Possibly. (I still don't see where it says that in the law itself BTW.) Most of the argument is by extrapolation and assertion that "this is so" rather than actual wording in the law. And in this particular context it borders on applying reductio ad absurdum to the legal concept of "fiduciary responsibility." In short, a great way of thinking about it - except that's not what the law actually says - even if some people running some corporations might think so.

The reason this distinction is important is because it still doesn't give a business or corporation carte blanche to break the law in the name of maximizing profit. The judicial system has been very clear about that in numerous cases.

If corporations were always required to pursue maximization of profit under law, it would be allowed as an absolute defense in court , much like truth is defense against the charge of libel.

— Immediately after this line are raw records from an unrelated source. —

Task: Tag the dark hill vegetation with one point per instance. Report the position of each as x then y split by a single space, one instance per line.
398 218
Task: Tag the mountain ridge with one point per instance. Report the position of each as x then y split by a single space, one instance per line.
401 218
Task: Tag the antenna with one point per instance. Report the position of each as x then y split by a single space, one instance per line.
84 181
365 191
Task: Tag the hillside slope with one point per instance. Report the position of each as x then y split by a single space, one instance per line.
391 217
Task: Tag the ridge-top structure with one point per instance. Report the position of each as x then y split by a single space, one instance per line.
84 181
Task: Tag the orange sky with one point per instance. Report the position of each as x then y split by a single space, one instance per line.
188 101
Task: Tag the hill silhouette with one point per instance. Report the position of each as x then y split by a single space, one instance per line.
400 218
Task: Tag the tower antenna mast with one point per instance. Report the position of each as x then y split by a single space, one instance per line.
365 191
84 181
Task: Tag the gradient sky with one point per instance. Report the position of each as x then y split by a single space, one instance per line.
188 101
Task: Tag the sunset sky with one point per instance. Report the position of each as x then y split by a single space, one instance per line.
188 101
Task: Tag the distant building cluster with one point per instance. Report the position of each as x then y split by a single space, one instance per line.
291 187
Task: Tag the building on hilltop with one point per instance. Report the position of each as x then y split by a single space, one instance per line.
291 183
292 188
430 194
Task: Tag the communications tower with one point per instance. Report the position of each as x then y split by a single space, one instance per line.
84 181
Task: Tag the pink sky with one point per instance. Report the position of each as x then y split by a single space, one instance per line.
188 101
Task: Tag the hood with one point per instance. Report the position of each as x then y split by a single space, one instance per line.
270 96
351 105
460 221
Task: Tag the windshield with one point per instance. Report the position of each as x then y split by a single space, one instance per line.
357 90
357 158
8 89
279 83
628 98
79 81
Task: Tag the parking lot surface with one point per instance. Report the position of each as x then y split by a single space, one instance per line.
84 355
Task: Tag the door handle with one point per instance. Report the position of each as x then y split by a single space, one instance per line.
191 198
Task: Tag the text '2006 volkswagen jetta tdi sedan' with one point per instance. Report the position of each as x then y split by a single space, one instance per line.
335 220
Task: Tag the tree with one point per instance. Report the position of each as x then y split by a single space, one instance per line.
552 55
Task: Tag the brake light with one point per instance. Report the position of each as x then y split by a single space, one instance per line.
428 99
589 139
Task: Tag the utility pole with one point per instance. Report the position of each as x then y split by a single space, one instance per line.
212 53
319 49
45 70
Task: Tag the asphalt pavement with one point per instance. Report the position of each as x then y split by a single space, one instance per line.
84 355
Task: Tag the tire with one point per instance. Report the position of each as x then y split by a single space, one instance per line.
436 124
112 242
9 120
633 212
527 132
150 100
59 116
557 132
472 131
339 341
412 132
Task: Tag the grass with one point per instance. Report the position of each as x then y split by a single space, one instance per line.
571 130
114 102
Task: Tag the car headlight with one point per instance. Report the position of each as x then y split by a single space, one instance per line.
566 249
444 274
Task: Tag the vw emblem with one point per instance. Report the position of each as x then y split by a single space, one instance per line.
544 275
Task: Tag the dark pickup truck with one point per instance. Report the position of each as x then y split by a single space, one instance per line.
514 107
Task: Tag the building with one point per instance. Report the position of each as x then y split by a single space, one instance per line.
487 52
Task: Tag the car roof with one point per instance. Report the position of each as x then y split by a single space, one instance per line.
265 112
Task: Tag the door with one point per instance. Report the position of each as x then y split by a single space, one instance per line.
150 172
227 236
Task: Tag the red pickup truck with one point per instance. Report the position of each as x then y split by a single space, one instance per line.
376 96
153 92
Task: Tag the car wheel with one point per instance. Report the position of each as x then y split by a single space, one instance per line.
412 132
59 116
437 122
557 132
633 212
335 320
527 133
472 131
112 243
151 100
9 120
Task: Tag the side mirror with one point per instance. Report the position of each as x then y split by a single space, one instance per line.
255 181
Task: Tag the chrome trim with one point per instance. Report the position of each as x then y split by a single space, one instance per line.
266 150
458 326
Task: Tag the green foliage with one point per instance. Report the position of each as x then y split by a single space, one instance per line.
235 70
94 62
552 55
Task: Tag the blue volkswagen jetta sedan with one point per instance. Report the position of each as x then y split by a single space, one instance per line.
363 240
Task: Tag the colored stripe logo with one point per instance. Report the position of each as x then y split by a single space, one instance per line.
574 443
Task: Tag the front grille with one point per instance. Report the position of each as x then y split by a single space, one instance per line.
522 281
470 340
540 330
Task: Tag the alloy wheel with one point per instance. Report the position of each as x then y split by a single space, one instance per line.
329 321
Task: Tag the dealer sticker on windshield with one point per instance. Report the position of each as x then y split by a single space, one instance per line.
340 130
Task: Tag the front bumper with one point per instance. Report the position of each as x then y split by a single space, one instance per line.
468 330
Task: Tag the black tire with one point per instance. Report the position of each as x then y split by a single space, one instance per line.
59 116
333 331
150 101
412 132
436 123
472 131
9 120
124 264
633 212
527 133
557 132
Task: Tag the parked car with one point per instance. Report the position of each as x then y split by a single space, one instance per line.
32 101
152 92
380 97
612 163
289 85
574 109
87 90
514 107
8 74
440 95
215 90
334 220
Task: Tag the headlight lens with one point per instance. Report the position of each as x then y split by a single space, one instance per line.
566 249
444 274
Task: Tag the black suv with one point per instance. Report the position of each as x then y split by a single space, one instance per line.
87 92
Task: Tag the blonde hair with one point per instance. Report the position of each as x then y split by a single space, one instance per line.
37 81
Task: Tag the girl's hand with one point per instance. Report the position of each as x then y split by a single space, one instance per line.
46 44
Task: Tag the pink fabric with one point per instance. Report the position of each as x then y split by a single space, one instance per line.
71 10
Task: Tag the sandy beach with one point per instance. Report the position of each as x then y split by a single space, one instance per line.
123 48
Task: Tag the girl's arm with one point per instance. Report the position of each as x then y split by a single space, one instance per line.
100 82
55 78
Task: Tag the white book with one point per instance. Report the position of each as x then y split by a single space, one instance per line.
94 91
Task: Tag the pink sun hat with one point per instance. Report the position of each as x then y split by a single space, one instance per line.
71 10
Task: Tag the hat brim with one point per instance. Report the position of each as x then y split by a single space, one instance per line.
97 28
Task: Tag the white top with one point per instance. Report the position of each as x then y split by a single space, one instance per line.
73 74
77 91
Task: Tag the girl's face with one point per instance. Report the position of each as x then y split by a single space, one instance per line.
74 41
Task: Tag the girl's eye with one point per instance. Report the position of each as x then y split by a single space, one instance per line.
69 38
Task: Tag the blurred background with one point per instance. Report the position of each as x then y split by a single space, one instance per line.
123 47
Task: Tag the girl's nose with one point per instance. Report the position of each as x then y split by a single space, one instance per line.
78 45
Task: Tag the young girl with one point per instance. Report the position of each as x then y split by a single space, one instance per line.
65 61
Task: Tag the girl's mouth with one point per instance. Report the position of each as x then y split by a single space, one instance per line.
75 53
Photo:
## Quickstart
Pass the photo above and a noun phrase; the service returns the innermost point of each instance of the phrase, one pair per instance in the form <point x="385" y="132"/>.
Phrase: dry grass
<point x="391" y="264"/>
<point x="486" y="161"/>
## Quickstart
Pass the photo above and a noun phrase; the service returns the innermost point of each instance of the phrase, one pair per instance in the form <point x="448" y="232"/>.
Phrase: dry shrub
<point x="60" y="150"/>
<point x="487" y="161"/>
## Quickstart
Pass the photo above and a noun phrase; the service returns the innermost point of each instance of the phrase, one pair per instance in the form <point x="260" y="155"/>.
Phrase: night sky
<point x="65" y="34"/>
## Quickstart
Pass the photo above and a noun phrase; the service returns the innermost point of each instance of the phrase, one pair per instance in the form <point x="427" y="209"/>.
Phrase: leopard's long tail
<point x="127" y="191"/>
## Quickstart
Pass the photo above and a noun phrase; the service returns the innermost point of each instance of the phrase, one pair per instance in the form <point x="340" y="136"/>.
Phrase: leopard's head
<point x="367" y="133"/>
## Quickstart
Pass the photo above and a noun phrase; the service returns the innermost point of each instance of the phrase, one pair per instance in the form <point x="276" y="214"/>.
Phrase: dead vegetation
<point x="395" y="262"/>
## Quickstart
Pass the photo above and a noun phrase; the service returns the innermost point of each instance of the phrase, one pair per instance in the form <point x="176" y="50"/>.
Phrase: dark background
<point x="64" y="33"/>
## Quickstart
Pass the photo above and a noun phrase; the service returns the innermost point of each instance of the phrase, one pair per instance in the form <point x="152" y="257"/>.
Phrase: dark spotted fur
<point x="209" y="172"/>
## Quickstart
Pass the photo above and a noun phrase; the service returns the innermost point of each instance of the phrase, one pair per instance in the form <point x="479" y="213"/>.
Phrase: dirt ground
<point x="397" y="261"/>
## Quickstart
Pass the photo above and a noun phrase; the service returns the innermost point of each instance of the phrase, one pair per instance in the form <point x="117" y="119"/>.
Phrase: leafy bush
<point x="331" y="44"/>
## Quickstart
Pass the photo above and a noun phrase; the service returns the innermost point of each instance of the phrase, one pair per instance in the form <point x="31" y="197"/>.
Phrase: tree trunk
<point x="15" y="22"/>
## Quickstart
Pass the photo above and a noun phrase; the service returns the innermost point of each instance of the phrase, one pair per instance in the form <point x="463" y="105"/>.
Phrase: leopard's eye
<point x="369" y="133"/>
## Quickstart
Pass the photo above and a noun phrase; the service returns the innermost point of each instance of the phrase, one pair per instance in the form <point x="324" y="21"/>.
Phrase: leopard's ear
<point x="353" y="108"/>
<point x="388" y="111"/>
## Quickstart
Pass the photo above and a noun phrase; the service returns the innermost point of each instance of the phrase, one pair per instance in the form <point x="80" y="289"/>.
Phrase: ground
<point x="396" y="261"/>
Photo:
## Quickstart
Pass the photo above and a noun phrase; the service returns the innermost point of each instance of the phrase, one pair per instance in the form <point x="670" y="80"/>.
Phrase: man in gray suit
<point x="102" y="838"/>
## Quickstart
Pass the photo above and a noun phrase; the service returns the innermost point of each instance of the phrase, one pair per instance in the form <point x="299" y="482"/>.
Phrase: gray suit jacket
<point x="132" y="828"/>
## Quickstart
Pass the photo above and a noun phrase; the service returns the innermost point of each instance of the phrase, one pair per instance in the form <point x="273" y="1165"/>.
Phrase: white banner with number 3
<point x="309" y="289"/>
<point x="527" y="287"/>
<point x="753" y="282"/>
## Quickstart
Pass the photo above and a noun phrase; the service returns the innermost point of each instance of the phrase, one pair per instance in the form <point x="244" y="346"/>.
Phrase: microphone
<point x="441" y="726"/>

Just to be clear on US law, I bounced it off an attorney. She said it was a common misunderstanding of what the law requires of corporations and fiduciaries. "Just because most people might think the same way about something doesn't make it the law," she said. "As many people learn the hard way when they land in court."
 :)

Renegade:
What a sobering post...
-Innuendo (March 11, 2012, 10:49 AM)
--- End quote ---

I am sooo tempted to interject some very not-sober demagoguery, but I shall refrain. ;)

Carol Haynes:
tranglos - I agree. Brilliant film by the way (if incredibly scary).

To prove the point you only have to look at businesses that deliberately target children with products that are not only not good for them but harmful.

Famous case in the UK where MacDonalds got its arse whipped for selling unhealthy food and marketing it directly at children. Two people who objected published a pamphlet. It was MacDonalds policy to sue anybody who criticised them at that time and they used the law without mercy. The case dragged on for years but eventually the two protesters won the substantive points and MacDonalds no long sue people in the UK for criticism any more (they realised how bloody minded the Brits were). It didn't stop them, however, using illegal methods to undermine protest groups, attempted bribery, coercion and outright threats to try to kill the case.

See http://www.mcspotlight.org/case/trial/story.html for a summary of the full story - but also get the film MacLibel and see what went on!

Incidentally MacDonalds knew the health risks and decided they were worth taking (with other peoples' children) because they were making a profit - after the various law suits they introduced a 'healthier' range of food - including salads that had even higher fat and slat content than the burgers and fries!